Пущин бы сказал, скорее, как у барана, упрямый.
— Треснуть бы тебе по благородному лбу, да боюсь, сделаю хуже, проломлю ненароком твою черепушку. Лежи уж…
Мимолетно склонится, как будто подушки поправить, а сам скользнет мягким ртом по губам, прижимаясь всего на мгновение. Князь в тот же миг ответит, подаваясь вперед, порываясь обхватить руками за крепкую шею, завалить на себя, не пускать.
Зрачки огромные, как будто долго глядел в темноте, и пунцовые скулы, как после чарки вина или баньки хорошей. И сердце колотится точно Ване в ладонь. Заполошно, срываясь.
— Тише ты. Ишь какой резвый. Али хочешь, чтобы Устинью удар прямо на месте хватил? Или всю челядь за раз? Слышишь, кто-то идет по двору? Ну же, Саша… черт, Горчаков…

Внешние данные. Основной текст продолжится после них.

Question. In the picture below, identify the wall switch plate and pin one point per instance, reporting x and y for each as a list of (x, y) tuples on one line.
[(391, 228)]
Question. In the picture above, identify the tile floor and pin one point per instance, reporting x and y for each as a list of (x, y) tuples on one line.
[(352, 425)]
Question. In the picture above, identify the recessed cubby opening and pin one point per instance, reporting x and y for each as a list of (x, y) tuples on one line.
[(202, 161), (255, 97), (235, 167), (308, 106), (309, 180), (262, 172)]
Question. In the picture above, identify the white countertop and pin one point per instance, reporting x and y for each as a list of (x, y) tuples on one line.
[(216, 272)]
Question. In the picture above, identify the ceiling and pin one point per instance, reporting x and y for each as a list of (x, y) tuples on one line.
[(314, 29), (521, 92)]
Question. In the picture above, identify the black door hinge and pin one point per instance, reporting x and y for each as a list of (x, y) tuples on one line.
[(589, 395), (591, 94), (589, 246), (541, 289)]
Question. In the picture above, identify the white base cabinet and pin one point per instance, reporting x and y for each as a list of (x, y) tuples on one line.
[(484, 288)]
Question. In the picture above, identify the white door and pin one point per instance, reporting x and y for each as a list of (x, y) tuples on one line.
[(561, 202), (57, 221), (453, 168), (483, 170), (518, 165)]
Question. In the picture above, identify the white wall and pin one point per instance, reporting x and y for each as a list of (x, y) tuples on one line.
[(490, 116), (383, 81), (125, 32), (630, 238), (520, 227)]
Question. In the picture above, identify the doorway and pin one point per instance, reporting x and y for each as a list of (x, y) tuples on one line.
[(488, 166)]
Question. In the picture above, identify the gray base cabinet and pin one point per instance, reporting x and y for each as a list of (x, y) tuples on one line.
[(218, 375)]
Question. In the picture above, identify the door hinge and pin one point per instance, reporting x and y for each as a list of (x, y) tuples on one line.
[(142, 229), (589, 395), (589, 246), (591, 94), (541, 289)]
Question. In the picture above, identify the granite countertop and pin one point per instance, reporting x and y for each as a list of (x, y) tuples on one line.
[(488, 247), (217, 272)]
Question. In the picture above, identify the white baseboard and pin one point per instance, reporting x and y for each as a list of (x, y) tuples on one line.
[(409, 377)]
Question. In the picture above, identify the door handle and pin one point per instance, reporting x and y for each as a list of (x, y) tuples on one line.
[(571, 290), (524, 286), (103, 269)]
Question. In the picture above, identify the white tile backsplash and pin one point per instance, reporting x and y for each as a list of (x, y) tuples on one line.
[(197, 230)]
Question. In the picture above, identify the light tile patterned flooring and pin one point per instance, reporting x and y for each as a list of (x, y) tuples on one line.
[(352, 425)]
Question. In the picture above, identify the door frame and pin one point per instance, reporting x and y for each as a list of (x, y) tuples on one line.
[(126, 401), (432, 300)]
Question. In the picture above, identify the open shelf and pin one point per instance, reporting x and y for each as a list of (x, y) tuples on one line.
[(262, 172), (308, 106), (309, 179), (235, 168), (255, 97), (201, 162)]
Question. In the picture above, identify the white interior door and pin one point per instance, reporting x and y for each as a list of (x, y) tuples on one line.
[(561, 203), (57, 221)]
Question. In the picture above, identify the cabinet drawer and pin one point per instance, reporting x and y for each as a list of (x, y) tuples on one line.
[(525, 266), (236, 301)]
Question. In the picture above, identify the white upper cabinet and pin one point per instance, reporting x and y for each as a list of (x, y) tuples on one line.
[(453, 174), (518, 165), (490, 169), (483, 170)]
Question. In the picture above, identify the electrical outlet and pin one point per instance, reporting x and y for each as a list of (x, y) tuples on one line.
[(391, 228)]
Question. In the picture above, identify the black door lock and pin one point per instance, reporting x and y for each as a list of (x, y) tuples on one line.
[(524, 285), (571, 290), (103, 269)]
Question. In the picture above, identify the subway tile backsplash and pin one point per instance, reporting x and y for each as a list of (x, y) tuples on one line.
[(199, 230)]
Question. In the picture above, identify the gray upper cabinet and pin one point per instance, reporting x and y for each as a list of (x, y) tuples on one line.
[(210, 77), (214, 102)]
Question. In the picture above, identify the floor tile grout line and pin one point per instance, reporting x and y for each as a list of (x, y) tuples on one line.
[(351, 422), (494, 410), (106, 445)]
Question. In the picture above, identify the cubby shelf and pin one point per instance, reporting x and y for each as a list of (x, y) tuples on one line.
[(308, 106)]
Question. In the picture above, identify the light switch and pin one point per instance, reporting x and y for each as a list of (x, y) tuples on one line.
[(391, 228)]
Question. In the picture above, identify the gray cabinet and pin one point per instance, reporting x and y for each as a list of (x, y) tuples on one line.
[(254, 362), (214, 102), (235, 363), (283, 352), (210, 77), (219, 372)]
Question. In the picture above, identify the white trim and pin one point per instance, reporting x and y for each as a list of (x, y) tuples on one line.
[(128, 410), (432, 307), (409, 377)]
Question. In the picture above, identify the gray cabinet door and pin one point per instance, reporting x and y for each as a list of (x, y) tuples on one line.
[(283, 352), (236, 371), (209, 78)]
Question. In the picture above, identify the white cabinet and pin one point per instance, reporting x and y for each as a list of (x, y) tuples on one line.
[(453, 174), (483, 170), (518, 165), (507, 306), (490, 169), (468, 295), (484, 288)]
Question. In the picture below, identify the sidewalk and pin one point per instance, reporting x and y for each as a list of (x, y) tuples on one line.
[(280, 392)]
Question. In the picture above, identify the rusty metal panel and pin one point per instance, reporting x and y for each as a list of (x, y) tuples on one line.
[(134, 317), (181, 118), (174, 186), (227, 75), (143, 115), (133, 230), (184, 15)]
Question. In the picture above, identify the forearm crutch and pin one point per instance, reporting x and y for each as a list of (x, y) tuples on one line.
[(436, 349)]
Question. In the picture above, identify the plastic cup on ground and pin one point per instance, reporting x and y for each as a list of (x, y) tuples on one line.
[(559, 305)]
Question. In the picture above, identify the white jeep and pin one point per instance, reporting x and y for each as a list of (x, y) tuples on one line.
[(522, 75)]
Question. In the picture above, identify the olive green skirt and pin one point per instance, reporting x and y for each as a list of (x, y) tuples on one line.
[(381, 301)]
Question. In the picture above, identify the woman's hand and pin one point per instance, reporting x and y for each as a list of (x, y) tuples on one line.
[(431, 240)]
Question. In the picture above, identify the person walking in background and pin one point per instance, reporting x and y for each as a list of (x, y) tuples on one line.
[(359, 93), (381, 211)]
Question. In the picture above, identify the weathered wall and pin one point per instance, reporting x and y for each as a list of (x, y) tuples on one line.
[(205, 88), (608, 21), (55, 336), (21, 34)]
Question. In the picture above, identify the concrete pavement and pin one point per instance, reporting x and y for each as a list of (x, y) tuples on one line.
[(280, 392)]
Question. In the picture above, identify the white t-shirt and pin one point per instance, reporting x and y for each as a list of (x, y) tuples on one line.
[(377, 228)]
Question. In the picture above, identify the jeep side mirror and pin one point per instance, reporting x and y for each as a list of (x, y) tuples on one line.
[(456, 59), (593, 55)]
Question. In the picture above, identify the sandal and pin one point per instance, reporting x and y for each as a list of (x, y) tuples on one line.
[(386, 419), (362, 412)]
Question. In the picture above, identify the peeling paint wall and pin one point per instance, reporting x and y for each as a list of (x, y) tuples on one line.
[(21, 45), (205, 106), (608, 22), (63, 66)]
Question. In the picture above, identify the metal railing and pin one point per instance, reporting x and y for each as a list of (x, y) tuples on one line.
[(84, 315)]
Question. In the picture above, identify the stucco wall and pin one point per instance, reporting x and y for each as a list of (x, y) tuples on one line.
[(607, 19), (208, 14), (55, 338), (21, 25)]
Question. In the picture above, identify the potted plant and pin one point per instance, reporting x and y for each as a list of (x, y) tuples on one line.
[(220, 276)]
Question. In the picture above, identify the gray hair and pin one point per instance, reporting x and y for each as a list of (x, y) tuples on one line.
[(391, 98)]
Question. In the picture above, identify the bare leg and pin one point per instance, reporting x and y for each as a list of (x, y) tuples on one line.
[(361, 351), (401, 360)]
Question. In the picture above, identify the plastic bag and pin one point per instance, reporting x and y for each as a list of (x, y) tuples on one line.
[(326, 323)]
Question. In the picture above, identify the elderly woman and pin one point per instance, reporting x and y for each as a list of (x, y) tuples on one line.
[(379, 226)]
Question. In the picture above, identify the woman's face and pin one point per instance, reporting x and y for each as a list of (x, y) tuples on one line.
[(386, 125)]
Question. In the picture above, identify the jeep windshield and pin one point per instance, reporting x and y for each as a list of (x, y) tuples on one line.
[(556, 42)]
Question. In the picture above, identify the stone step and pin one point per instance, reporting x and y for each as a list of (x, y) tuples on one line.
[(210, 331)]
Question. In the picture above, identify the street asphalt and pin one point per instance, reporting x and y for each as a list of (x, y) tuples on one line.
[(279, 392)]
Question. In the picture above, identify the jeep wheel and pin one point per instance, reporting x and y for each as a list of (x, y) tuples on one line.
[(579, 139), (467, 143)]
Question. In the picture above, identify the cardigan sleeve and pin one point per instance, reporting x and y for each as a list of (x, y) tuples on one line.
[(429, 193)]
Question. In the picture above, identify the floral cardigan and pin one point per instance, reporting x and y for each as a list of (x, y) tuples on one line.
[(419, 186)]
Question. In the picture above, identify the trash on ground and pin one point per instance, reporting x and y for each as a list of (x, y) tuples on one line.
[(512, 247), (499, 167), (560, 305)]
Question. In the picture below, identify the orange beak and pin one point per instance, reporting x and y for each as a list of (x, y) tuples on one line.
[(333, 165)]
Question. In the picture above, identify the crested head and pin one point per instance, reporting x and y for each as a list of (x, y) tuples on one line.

В сенях затопали громко, и Ваню тут же как метлой вымело с самодельного ложа, что крестьяне расстелили в нижней горнице прямо, не рискнув волочь молодого хозяина куда-то по ступеням, тревожить лишний раз и вообще.
— Князь… Сашенька, милый, вот вы где, барин… — румяная с мороза девка в цветастом платке впорхнула в избу громогласной пичугой, сбросила с покатых плечиков тулуп прямо у дверей, метнулась вперед, не видя никого, окромя Горчакова.